The Bloomberg analysis found that loans issued about six years ago have the highest cumulative loss percentage compared to any other year since the financial crisis ended. This indicates that students who took a loan in 2012 have had a much more difficult time making their monthly payments compared to students who received loans shortly before and after — students who have had a similar amount of time to pay them down.
A large percentage of those who took out loans in 2012 are currently 24-33 years old, an age where many are generally establishing themselves in their careers. Borrowers in this group entered the labor force when the unemployment rate was twice as high as today and may have found it difficult to find a career track in their desired field. Further adding to the difficulties faced by this group was that finding a position in 2012 took almost three times longer than today, according to data from the Bureau of Labor Statistics.

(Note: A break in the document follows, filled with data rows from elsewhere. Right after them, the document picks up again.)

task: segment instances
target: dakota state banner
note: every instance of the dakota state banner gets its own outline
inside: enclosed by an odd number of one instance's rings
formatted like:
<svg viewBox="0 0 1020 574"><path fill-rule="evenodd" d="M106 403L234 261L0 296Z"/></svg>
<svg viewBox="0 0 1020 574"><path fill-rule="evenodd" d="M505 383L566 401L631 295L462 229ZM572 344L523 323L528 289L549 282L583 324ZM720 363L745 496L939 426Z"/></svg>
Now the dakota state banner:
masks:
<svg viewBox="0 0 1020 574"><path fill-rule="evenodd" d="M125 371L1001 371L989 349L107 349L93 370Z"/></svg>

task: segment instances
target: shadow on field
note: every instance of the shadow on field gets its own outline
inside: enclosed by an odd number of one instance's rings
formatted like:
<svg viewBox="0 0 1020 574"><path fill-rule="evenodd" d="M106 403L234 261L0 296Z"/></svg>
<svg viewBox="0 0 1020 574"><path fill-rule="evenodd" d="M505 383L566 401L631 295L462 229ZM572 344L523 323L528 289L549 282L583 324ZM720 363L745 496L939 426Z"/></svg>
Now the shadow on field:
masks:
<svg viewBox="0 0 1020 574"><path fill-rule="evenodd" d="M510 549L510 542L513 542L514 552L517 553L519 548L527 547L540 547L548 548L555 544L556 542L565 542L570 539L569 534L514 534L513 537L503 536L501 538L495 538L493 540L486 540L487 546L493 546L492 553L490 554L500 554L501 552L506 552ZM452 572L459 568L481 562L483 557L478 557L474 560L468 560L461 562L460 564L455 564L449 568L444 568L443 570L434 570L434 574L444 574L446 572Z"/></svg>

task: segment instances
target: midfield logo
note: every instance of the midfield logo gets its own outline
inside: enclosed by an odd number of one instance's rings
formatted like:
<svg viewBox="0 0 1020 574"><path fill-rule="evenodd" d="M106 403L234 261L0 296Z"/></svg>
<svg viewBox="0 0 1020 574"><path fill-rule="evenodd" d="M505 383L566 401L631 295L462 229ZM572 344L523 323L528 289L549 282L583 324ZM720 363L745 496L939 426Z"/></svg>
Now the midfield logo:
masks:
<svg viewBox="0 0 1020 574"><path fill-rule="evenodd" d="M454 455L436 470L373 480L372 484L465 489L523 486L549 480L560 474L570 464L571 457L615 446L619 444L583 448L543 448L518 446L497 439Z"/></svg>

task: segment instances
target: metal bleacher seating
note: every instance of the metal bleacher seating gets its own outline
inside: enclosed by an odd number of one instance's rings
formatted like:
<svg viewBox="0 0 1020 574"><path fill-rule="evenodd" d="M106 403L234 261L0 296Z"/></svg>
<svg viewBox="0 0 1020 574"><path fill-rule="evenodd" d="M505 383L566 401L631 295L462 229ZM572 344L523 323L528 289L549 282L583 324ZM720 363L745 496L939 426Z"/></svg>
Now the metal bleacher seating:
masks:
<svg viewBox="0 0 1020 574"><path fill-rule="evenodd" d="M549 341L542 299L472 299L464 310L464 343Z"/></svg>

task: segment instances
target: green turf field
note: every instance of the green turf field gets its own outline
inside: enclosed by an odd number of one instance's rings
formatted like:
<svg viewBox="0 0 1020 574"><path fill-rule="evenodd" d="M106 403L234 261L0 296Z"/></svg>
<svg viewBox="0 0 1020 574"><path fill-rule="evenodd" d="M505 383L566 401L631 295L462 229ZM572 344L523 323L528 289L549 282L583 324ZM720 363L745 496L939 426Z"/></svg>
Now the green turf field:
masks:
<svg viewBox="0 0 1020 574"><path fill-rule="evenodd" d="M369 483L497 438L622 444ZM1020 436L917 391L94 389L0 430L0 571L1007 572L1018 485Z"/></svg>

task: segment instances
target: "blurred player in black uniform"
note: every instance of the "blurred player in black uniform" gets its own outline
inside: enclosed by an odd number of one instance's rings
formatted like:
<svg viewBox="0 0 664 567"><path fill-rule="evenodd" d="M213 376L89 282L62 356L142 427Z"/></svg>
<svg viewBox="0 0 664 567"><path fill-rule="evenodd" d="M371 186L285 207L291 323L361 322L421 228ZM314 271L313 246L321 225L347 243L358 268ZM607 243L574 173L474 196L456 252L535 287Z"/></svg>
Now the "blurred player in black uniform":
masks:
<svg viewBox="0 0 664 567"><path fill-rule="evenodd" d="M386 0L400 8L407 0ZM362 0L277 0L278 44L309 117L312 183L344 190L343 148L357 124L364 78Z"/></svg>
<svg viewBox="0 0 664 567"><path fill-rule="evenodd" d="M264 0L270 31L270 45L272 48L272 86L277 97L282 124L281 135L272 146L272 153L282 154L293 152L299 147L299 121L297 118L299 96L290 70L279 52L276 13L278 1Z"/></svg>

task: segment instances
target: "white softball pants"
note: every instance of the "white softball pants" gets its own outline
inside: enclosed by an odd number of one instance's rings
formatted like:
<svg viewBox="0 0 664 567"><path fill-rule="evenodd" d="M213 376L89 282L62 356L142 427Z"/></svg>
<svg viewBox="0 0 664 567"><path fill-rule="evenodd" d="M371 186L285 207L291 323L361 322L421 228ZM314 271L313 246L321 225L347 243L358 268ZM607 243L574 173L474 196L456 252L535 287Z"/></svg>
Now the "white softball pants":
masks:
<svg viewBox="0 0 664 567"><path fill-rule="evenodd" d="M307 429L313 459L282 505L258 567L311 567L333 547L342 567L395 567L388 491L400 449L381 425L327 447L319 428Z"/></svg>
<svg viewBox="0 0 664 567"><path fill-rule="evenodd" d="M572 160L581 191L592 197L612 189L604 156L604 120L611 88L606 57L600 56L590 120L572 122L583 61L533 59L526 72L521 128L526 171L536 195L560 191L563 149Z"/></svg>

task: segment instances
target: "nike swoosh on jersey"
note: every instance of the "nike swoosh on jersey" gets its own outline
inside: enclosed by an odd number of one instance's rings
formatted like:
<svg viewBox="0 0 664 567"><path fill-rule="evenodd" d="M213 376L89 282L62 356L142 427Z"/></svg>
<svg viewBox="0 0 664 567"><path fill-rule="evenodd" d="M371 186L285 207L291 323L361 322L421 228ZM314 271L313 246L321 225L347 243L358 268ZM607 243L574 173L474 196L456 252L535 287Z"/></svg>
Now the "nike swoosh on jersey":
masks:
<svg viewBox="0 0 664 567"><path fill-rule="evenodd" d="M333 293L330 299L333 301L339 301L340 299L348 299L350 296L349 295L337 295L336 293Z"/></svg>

Borrowers in the 25-34 age group owed $489 billion as of the third quarter, slightly less than $530 billion balance for 35 to 49-year-olds.
Many Americans are taking student debt with them into old age too. At the end of September, 1.8 million borrowers age 62 and older owed $62.5 billion in federal student loan debt and those in the 50-61 age group owe $213.6 billion, according to data from the Department of Education. In just one year, the aggregate amount owned by borrowers over the age of 50 increased by $28.8 billion or 11.6 percent.